A year later, what does that look like? The Austin Board of Realtors this week reported that the metro had a median sales price of $462,000 last month, down 10% from a year prior and much lower than the peak of $550,000 in April and May 2022.
Inventory, which represents how long it would take to sell all of the homes on the market if new listings stopped, also increased by a full month to 3.7 months in July.
Inventory hasn’t been this high since August 2012. Keep in mind though, the population has never been higher in Austin’s history.
The Austin Round-Rock MSA has almost reached 10,000 listings, which is just shy of 4 months of home inventory causing a more stable market.
Mortgage rates edged higher in August amid the rise in the 10-year Treasury yield. Stronger than expected economic data—including resilient consumer spending (with retail sales posting 0.7% MoM growth in July) and an upward revision to 2Q real GDP growth—have led to upheaval in the bond market. The uptick in the 10-year Treasury yield is driven by several factors, including a change in investors’ perceptions that the fed funds rate will remain higher for longer—i.e., the Federal Reserve will not cut rates in the near-term (as previously anticipated) and may in fact raise rates, a decline in investors’ fears for a recession, and an increase in the supply of Treasury securities amid growing federal budget deficits. Treasury yields (and therefore mortgage rates) will likely remain elevated over the near-term as uncertainty over the direction of the fed funds rate persists.
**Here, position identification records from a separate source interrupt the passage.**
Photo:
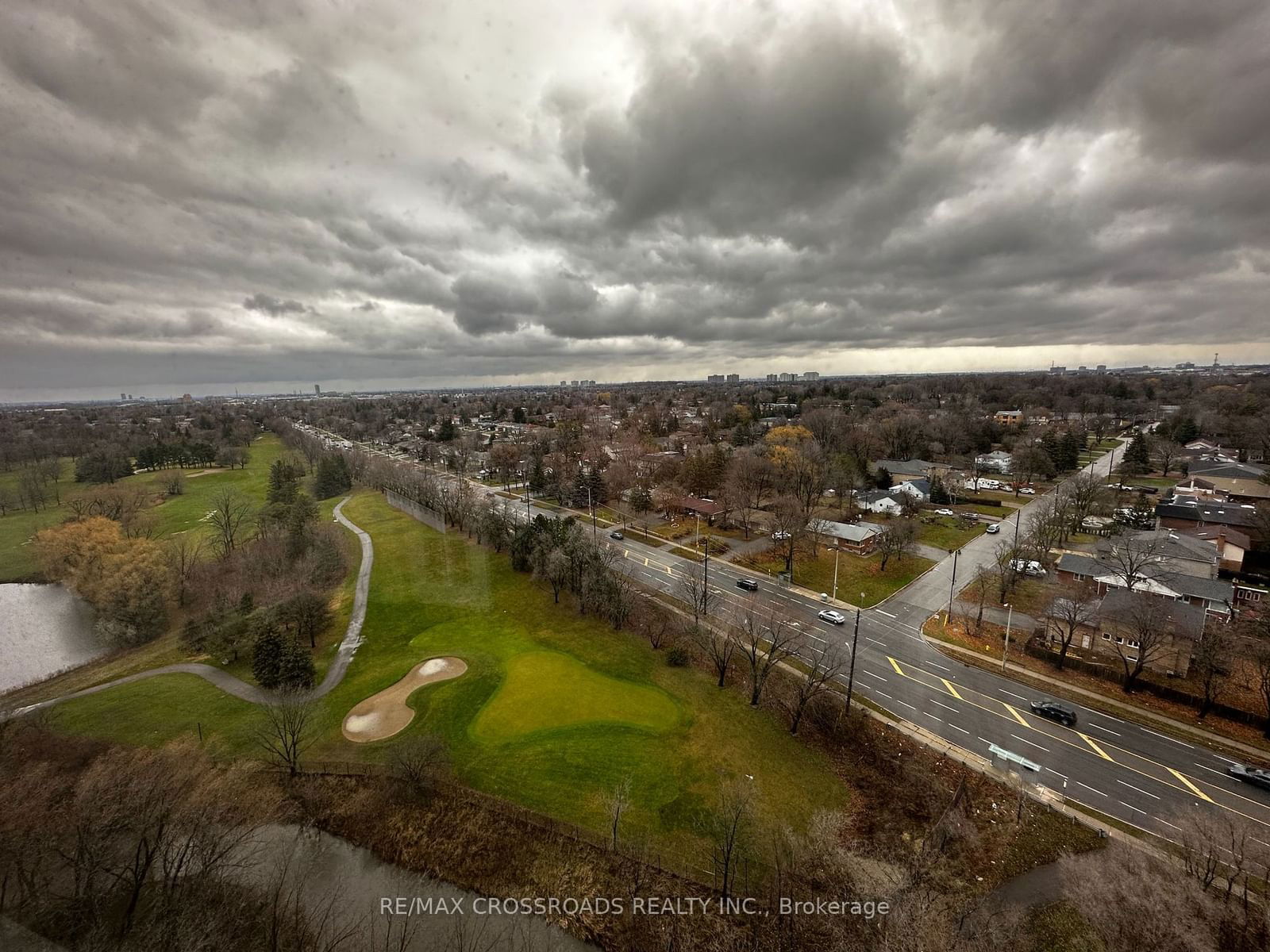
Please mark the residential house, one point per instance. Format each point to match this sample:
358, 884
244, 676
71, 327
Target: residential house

The effect of the recent uptick in mortgage rates has not considerably affected sales activity in the Austin MSA, but a moderation in sales will likely appear over the next few weeks as affordability constraints push more buyers out of the market for homeownership. (It is perhaps important to highlight the delay between the time it takes a buyer to obtain mortgage financing and the time to close on a home—which averages one to two months.) In conjunction with the end of the ever-popular spring and summer homebuying seasons, we generally anticipate a cooler fall with respect to listing and sales activity.
Construction is finally nearing for a 1,058-acre master-planned community west of Austin with an 18-hole golf course.
“Travis Club”, a resort style neighborhood will be located on a bend of Lake Travis between Thurman Bend Estates and the Briarcliff community.
When completed, Travis Club will have a total of 497 homes — 274 single-family lots and 223 villa units. Pricing details are expected this fall, when the initial properties hit the market.
A Wyoming-based developer is eyeing a 722-acre development in Georgetown that could bring 1,500 homes and a 15-acre resort hotel to the west side of Lake Georgetown adjacent to Santa Rita Ranch.
Lakeside Estates would help meet the needs of Georgetown’s swelling population with 1,500 homes across diverse housing types — primarily ranging from 45-foot to 80-foot lots, but also including 145 one-acre lots. The plans also include 15 acres for the hotel or resort, 4.7 acres for a private amenity center and 131 acres of open space that would include about 34 acres for a public park.
According to City Council documents, construction is projected to start in February 2025 with full buildout by 2028.
The 2023 list of residential developments in the Austin area tracks neighborhoods with the most housing starts. Information encompasses the five-county area including Travis, Williamson, Hays, Bastrop and Caldwell counties. Data tracks one year of activity during 2022.
In 2022, the top 25 listmakers had a combined total of 7,277 housing starts, compared to 8,390 starts in 2021. Twelve communities debuted on the list, as well, compared to nine the year before. In 2022, the new listmakers were developing in Bastrop (2), Leander (2); Hutto (2) Liberty Hill (1); Jarrell (1) and Austin (1).